CL260 - ch05s03

The cluster OSD map contains the address and status of each OSD, the pool list and details, and other information such as the OSD near-capacity limit information. Ceph uses these last parameters to send warnings and to stop accepting write requests when an OSD reaches full capacity.

When a change occurs in the cluster's infrastructure, such as OSDs joining or leaving the cluster, the MONs update the corresponding map accordingly. The MONs maintain a history of map revisions. Ceph identifies each version of each map using an ordered set of incremented integers known as epochs.

The ceph status -f json-pretty command displays the epoch of each map.
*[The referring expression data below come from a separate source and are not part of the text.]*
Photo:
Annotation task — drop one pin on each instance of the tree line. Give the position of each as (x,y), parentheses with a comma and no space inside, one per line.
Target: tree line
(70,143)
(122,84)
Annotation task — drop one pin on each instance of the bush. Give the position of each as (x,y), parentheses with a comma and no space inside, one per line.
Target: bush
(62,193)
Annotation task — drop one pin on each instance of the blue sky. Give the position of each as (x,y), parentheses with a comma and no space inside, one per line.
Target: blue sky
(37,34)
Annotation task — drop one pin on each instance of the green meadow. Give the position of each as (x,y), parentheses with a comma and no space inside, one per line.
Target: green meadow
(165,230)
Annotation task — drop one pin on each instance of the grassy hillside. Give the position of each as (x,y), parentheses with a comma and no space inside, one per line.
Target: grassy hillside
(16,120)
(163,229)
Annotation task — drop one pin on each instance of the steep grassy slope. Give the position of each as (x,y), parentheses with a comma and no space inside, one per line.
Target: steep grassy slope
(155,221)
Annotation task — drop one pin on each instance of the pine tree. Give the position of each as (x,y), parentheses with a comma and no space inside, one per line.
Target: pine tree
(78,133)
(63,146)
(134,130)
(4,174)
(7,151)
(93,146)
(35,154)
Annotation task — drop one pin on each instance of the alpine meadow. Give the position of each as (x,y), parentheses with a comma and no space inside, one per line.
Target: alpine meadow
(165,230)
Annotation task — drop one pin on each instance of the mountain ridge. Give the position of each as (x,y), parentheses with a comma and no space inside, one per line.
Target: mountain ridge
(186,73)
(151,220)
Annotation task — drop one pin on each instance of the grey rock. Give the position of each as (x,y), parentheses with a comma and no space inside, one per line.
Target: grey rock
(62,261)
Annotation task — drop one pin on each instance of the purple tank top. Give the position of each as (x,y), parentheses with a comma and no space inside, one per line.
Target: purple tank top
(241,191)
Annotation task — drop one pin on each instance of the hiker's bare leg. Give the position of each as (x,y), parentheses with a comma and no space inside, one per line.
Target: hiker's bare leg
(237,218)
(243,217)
Use the ceph map dump subcommand to display each individual map, such as ceph osd dump.

[ceph: root@serverc /]# ceph status -f json-pretty
...output omitted...
    "osdmap": {
        "epoch": 478,
        "num_osds": 15,
        "num_up_osds": 15,
        "osd_up_since": 1632743988,
        "num_in_osds": 15,
        "osd_in_since": 1631712883,
        "num_remapped_pgs": 0
    },
...output omitted...
[ceph: root@serverc /]# ceph osd dump
epoch 478
fsid 11839bde-156b-11ec-bb71-52540000fa0c
created 2021-09-14T14:50:39.401260+0000
modified 2021-09-27T12:04:26.832212+0000
flags sortbitwise,recovery_deletes,purged_snapdirs,pglog_hardlimit
crush_version 69
full_ratio 0.95
backfillfull_ratio 0.9
nearfull_ratio 0.85
require_min_compat_client luminous
min_compat_client luminous
require_osd_release pacific
stretch_mode_enabled false
pool 1 'device_health_metrics' replicated size 3 min_size 2 crush_rule 0 object_hash rjenkins pg_num 1 pgp_num 1 autoscale_mode on last_change 475 flags hashpspool stripe_width 0 pg_num_min 1 application mgr_devicehealth
...output omitted...
osd.0 up   in  weight 1 up_from 471 up_thru 471 down_at 470 last_clean_interval [457,466) [v2:172.25.250.12:6801/1228351148,v1:172.25.250.12:6802/1228351148] [v2:172.25.249.12:6803/1228351148,v1:172.25.249.12:6804/1228351148] exists,up cfe311b0-dea9-4c0c-a1ea-42aaac4cb160
...output omitted...

Analyzing OSD Map Updates

Ceph updates the OSD map every time an OSD joins or leaves the cluster. An OSD can leave the Ceph cluster either because of an OSD failure or a hardware failure.

Even though the cluster map as a whole is maintained by the MONs, OSDs do not use a leader to manage the OSD map; they propagate the map among themselves. OSDs tag every message they exchange with the OSD map epoch. When an OSD detects that it is lagging behind, it performs a map update with its peer OSD.

In large clusters, where OSD map updates are frequent, it is not practical to always distribute the full map. Instead, receiving OSD nodes perform incremental map updates.

Ceph also tags the messages between OSDs and clients with the epoch. Whenever a client connects to an OSD, the OSD inspects the epoch. If the epoch does not match, then the OSD responds with the correct increment so that the client can update its OSD map. This negates the need for aggressive propagation, because clients learn about the updated map only at the time of next contact.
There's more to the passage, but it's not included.